By act of his subservient Congress, Dominican Dictator Rafael Leonidas Trujillo last week became the hemisphere’s only chief of state empowered to declare war whenever he sees fit. Technically, this meant that he could strike fast at any Caribbean state harboring Dominican exiles and others plotting against him. He could shoot first, then ask or answer questions in the Organization of American States afterwards.
In three years, shouted Trujillo to the Congress, two invasions had been launched against him, and a third was being plotted now in Cuba. To defend himself, he had had to spend $20 million for guns, warships, aircraft. He added: “The state of war in which we are virtually kept compels us to increase expenditures to the point of sacrifice.”
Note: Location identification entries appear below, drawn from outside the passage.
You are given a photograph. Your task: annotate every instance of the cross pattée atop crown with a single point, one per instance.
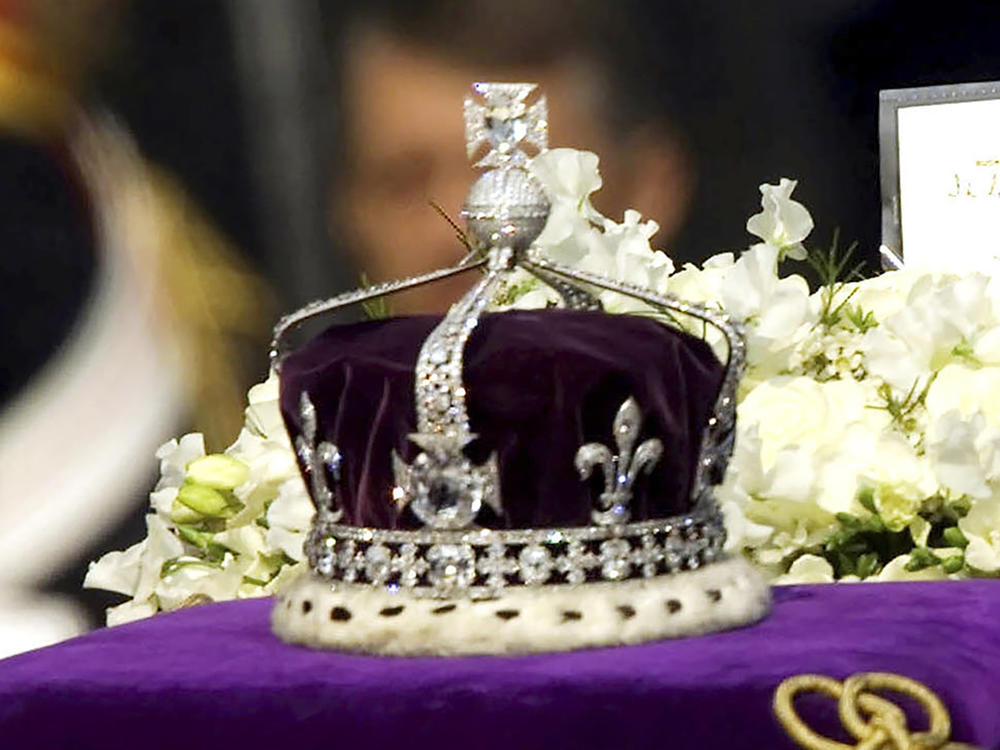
(503, 121)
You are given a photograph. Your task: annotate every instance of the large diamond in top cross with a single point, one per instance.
(504, 122)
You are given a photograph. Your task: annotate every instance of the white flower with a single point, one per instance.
(900, 479)
(807, 569)
(136, 571)
(217, 582)
(568, 176)
(895, 570)
(967, 391)
(289, 518)
(777, 310)
(175, 456)
(964, 453)
(783, 223)
(130, 611)
(263, 412)
(981, 526)
(941, 322)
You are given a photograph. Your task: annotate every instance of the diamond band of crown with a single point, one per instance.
(450, 556)
(481, 563)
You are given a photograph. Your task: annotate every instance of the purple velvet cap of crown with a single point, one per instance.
(540, 384)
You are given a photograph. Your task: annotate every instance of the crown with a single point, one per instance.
(435, 534)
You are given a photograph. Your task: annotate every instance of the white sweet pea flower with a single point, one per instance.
(217, 582)
(981, 526)
(175, 456)
(900, 480)
(568, 176)
(895, 570)
(777, 310)
(966, 390)
(941, 322)
(130, 611)
(136, 571)
(263, 412)
(289, 518)
(783, 223)
(807, 569)
(964, 453)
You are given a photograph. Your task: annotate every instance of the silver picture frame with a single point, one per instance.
(890, 102)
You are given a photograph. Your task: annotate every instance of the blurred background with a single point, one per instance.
(175, 174)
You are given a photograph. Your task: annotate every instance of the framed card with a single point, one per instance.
(940, 175)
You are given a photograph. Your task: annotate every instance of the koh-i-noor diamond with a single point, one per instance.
(503, 120)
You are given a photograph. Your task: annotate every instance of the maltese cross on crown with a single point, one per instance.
(503, 121)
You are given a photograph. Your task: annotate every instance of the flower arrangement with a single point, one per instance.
(868, 443)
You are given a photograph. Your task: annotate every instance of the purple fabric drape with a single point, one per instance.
(215, 677)
(541, 383)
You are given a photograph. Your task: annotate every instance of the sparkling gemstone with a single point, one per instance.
(615, 562)
(377, 563)
(502, 129)
(536, 564)
(345, 553)
(451, 566)
(438, 355)
(325, 564)
(447, 496)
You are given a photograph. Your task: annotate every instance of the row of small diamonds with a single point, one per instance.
(440, 393)
(456, 568)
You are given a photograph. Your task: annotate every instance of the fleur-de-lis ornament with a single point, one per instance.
(621, 470)
(321, 461)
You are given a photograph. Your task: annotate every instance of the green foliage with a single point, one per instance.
(375, 309)
(835, 267)
(859, 319)
(903, 410)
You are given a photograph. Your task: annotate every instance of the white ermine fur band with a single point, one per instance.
(725, 594)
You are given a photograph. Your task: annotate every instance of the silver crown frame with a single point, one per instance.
(450, 556)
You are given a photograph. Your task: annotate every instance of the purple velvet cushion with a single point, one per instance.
(541, 383)
(214, 676)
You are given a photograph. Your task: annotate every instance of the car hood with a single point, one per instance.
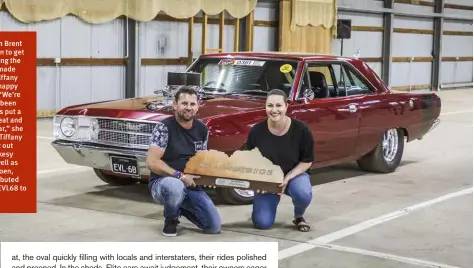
(156, 108)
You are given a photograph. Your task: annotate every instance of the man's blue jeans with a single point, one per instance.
(265, 205)
(194, 204)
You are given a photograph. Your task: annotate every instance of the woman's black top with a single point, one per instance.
(286, 151)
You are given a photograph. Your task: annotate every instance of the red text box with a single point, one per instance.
(17, 122)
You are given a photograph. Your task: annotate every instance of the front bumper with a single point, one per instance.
(434, 125)
(94, 156)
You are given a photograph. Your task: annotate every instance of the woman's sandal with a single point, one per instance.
(301, 224)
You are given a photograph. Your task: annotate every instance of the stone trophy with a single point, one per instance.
(243, 170)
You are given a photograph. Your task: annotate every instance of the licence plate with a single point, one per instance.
(124, 165)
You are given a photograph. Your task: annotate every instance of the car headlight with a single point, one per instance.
(68, 126)
(77, 128)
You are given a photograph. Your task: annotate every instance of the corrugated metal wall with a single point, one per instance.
(70, 37)
(165, 39)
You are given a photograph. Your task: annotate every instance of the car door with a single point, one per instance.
(333, 118)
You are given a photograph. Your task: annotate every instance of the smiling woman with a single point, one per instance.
(288, 143)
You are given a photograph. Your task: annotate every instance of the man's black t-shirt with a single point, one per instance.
(286, 151)
(180, 144)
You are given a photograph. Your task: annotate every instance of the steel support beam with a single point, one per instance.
(403, 14)
(437, 46)
(387, 42)
(131, 57)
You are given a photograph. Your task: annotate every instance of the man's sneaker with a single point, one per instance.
(170, 227)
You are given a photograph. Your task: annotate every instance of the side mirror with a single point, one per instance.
(308, 94)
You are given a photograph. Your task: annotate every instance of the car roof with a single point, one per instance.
(280, 55)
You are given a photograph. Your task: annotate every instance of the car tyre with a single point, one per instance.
(115, 180)
(235, 196)
(387, 155)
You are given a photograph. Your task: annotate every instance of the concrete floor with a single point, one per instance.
(75, 206)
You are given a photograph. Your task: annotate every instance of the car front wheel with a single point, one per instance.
(387, 155)
(235, 196)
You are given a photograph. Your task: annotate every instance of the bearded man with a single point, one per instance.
(174, 140)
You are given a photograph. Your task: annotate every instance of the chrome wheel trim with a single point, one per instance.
(244, 193)
(390, 144)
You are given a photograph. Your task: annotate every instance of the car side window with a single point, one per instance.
(325, 80)
(354, 83)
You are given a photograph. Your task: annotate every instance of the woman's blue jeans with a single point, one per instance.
(194, 204)
(265, 205)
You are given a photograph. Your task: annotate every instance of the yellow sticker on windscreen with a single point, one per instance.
(286, 68)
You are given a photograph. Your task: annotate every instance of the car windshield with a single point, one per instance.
(245, 76)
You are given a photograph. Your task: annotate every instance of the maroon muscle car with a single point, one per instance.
(352, 114)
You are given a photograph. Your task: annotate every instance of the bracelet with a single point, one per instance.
(177, 174)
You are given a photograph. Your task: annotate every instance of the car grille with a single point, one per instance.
(123, 133)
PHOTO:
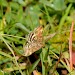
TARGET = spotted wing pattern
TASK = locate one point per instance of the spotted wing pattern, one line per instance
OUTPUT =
(35, 41)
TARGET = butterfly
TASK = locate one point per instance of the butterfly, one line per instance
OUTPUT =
(34, 41)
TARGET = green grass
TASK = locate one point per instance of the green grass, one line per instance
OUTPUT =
(18, 18)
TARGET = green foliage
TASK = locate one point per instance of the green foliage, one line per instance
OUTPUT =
(18, 18)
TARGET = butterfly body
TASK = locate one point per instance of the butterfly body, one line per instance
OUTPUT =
(35, 41)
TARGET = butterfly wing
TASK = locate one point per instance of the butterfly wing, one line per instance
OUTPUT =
(35, 41)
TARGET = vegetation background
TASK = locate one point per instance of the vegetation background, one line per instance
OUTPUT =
(18, 18)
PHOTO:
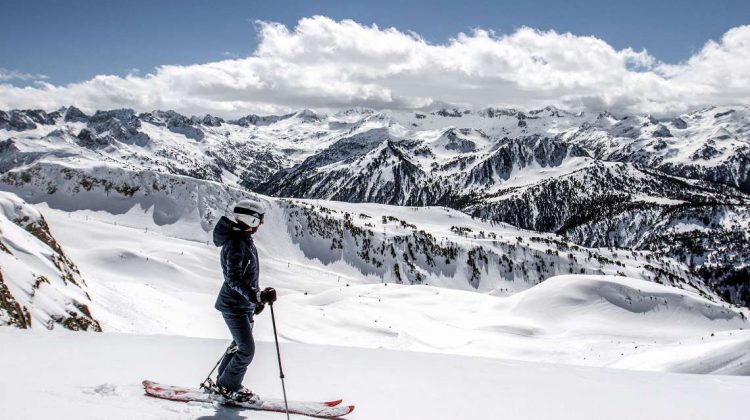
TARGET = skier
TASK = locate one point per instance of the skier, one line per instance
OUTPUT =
(240, 297)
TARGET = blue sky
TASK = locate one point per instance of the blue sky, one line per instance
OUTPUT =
(72, 41)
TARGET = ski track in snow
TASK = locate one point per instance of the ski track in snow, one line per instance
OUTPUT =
(68, 370)
(165, 285)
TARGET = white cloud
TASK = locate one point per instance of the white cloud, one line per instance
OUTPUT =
(7, 75)
(322, 63)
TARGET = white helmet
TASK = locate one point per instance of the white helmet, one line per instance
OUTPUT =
(249, 212)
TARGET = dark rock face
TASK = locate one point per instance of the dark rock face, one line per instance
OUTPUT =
(175, 122)
(257, 120)
(120, 124)
(679, 123)
(459, 144)
(208, 120)
(74, 114)
(22, 120)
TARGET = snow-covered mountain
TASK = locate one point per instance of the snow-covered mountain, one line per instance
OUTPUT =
(676, 188)
(603, 264)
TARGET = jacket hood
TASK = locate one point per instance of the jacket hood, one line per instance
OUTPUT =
(224, 230)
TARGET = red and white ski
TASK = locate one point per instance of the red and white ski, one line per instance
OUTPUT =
(325, 410)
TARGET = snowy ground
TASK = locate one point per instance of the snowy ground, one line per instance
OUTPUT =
(146, 280)
(546, 352)
(98, 376)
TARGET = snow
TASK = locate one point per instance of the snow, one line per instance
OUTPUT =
(167, 285)
(98, 376)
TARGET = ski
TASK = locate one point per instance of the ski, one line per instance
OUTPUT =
(325, 409)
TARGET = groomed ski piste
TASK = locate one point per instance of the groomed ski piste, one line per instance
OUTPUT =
(571, 347)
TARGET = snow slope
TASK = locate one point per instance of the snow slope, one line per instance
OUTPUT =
(166, 283)
(98, 376)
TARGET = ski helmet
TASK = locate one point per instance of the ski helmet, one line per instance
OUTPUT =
(248, 212)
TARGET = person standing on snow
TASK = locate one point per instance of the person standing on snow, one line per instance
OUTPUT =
(240, 297)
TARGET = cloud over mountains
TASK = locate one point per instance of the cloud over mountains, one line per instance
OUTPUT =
(322, 63)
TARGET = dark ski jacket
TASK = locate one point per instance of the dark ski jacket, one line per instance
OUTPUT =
(239, 263)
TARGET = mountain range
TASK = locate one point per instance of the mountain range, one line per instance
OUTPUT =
(675, 190)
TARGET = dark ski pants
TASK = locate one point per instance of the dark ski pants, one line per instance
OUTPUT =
(232, 369)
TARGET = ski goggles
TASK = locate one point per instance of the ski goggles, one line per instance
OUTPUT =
(249, 217)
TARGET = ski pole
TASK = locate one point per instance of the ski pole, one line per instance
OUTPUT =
(231, 349)
(278, 356)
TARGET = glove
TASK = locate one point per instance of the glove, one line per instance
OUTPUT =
(259, 308)
(268, 295)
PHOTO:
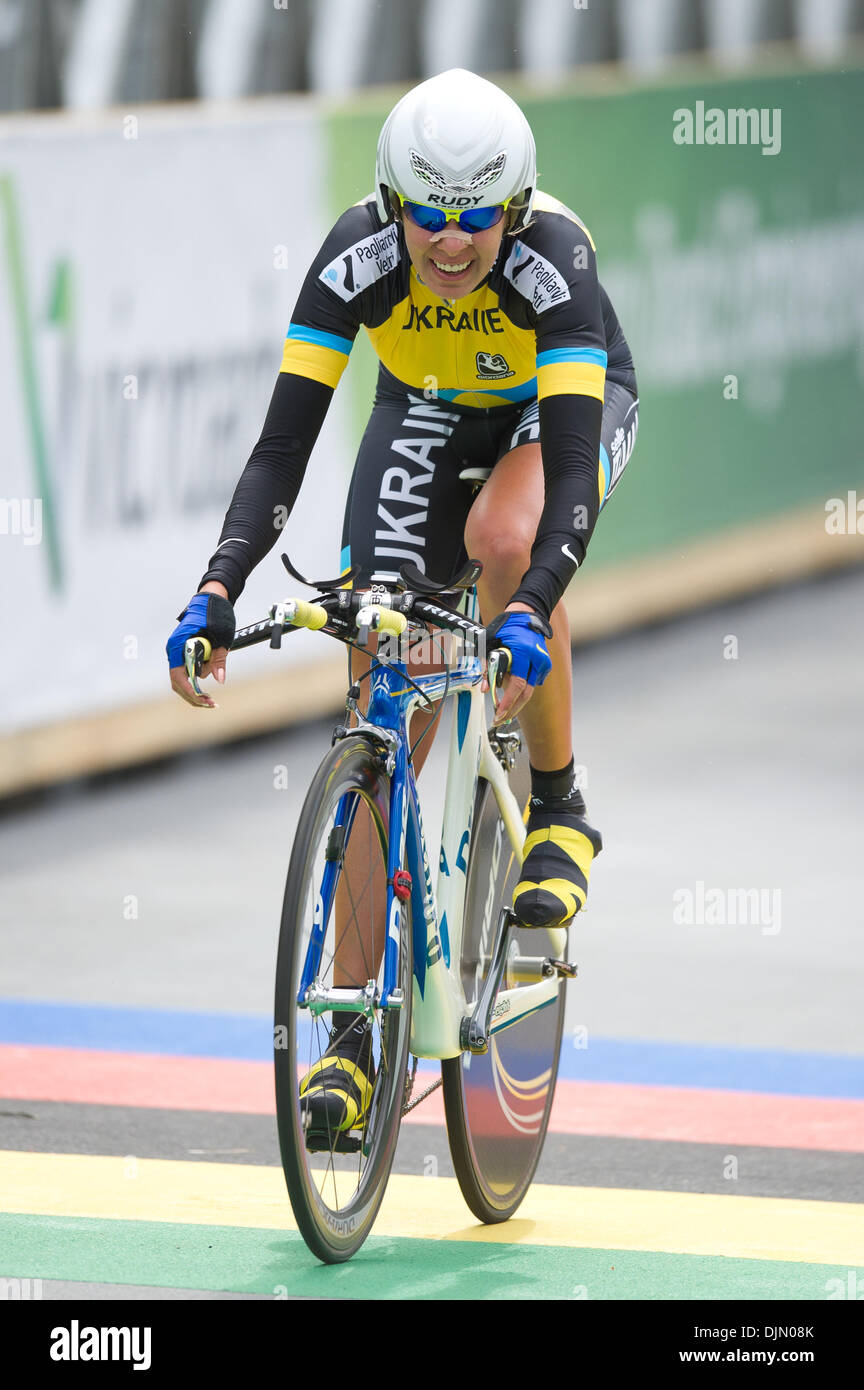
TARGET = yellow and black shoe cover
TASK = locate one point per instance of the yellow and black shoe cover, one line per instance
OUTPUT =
(556, 866)
(336, 1091)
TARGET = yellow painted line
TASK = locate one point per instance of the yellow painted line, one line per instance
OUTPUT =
(432, 1208)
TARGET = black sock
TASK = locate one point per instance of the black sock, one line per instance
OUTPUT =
(556, 790)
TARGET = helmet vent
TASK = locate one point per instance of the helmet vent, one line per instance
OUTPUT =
(428, 174)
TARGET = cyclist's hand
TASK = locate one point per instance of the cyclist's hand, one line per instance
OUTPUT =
(524, 635)
(210, 616)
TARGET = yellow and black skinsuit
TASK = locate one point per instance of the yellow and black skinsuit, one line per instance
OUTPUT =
(534, 355)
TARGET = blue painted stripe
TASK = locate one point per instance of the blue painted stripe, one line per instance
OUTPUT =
(713, 1068)
(525, 392)
(249, 1037)
(595, 355)
(314, 335)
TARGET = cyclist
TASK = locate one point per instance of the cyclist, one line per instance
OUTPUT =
(497, 346)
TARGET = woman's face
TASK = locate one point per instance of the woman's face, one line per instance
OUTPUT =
(472, 255)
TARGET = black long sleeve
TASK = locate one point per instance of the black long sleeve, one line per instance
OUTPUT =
(570, 438)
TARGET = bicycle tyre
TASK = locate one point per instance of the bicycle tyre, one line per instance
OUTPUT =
(497, 1104)
(332, 1229)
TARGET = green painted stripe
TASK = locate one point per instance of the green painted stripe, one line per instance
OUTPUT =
(27, 355)
(235, 1258)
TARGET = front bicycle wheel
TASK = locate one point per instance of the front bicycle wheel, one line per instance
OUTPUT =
(497, 1104)
(332, 938)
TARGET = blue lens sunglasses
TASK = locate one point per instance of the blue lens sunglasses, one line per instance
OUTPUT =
(472, 220)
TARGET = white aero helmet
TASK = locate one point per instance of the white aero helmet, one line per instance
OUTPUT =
(456, 142)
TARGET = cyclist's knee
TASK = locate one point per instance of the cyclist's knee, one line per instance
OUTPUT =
(503, 549)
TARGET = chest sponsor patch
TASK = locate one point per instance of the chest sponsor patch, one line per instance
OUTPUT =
(492, 366)
(363, 263)
(535, 278)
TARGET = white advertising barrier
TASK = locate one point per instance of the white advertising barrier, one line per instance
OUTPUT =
(149, 267)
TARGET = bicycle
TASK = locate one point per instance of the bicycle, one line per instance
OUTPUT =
(450, 975)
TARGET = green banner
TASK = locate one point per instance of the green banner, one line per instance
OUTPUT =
(728, 217)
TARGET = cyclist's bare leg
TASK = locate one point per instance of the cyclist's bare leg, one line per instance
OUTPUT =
(500, 531)
(357, 922)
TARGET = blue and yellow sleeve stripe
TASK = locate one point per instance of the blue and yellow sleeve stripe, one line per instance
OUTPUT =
(571, 371)
(316, 355)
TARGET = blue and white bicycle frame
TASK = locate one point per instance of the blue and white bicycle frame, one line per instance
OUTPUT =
(441, 1009)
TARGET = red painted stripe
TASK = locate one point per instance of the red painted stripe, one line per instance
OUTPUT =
(610, 1108)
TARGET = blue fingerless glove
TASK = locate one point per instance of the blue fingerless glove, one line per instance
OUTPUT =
(524, 635)
(207, 615)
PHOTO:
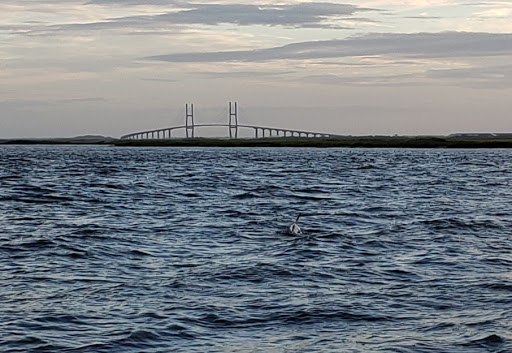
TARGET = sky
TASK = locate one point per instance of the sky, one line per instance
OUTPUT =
(376, 67)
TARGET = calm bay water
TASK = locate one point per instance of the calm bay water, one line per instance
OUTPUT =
(107, 249)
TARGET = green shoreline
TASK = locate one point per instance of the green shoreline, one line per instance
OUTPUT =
(350, 142)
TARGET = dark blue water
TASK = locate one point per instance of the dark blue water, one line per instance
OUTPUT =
(107, 249)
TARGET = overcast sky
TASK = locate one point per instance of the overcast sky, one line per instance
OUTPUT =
(111, 67)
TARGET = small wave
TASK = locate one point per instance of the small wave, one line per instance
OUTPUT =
(492, 340)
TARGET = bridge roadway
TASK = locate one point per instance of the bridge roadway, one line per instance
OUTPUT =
(259, 132)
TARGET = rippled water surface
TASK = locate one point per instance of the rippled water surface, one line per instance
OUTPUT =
(107, 249)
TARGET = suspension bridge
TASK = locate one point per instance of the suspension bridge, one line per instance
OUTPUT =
(233, 128)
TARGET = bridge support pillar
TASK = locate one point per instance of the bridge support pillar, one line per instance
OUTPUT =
(189, 121)
(233, 120)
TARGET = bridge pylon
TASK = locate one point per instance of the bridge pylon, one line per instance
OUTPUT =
(189, 120)
(233, 120)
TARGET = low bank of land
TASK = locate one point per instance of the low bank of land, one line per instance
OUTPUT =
(349, 141)
(364, 142)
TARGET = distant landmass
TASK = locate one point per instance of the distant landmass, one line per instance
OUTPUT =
(77, 140)
(457, 140)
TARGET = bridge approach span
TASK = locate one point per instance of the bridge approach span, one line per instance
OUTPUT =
(259, 132)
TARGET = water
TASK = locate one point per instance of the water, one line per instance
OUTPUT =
(107, 249)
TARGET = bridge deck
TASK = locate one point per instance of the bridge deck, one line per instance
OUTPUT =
(259, 132)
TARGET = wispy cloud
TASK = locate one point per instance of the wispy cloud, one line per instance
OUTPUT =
(449, 44)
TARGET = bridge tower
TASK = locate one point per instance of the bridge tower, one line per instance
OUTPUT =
(189, 120)
(233, 120)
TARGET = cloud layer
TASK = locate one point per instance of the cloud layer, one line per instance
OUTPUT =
(452, 44)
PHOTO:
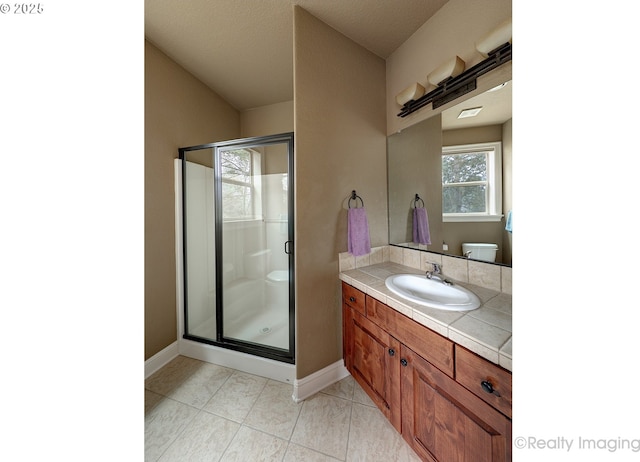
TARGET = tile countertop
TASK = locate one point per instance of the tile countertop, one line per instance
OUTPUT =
(485, 331)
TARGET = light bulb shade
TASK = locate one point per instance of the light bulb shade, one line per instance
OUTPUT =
(412, 92)
(499, 36)
(451, 68)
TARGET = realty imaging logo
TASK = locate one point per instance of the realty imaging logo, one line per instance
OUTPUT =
(561, 443)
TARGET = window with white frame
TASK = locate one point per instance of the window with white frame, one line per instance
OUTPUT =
(472, 182)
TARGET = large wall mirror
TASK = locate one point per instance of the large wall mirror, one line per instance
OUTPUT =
(415, 166)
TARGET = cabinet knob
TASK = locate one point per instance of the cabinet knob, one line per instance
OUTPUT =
(488, 387)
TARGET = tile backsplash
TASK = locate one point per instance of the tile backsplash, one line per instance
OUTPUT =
(488, 275)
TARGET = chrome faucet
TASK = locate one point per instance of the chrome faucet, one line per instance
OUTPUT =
(436, 274)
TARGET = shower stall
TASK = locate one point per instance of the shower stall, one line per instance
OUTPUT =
(237, 245)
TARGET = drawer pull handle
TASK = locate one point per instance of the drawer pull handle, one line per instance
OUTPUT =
(488, 387)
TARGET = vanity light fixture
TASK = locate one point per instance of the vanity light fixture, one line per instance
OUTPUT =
(472, 112)
(495, 38)
(496, 47)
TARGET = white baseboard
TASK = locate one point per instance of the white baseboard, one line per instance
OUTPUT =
(160, 359)
(264, 367)
(312, 384)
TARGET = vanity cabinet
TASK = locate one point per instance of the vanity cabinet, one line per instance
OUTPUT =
(448, 403)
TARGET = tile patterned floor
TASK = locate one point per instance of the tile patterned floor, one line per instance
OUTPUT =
(196, 411)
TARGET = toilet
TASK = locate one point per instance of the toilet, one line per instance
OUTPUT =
(256, 264)
(480, 251)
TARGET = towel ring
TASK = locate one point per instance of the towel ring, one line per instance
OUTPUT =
(355, 197)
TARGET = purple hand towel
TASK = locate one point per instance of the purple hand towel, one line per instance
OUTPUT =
(421, 226)
(358, 241)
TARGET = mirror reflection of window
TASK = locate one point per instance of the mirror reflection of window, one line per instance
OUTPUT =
(471, 181)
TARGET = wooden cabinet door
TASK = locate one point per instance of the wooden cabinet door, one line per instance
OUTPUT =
(444, 422)
(372, 358)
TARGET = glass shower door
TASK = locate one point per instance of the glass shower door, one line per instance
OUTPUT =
(255, 240)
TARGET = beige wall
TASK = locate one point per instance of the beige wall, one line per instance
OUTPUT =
(180, 111)
(339, 90)
(452, 31)
(507, 185)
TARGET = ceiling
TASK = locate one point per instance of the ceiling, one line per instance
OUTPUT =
(243, 49)
(496, 109)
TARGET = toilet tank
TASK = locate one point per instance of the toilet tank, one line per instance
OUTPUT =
(480, 251)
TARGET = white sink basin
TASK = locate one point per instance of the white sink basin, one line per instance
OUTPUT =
(432, 292)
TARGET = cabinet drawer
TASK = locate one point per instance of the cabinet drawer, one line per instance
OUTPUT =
(435, 348)
(472, 371)
(353, 297)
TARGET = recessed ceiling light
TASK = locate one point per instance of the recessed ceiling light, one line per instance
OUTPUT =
(470, 112)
To ease the financial load, Trujillo was willing to endure the displeasure of the U.S. State Department (TIME, Dec. 26) and the criticism of the Organization of American States. Last week, under the indignant prodding of Cuban Ambassador Gonzalo Giiell, the five-man Inter-American Peace Commission finally got off a letter to Trujillo expressing “grave concern” and pointing out that the O.A.S. had machinery to settle quarrels between states. At week’s end Trujillo sent a tart rejoinder: “The Dominican Republic, a victim of aggression, is anxious to study the problem with other American states.”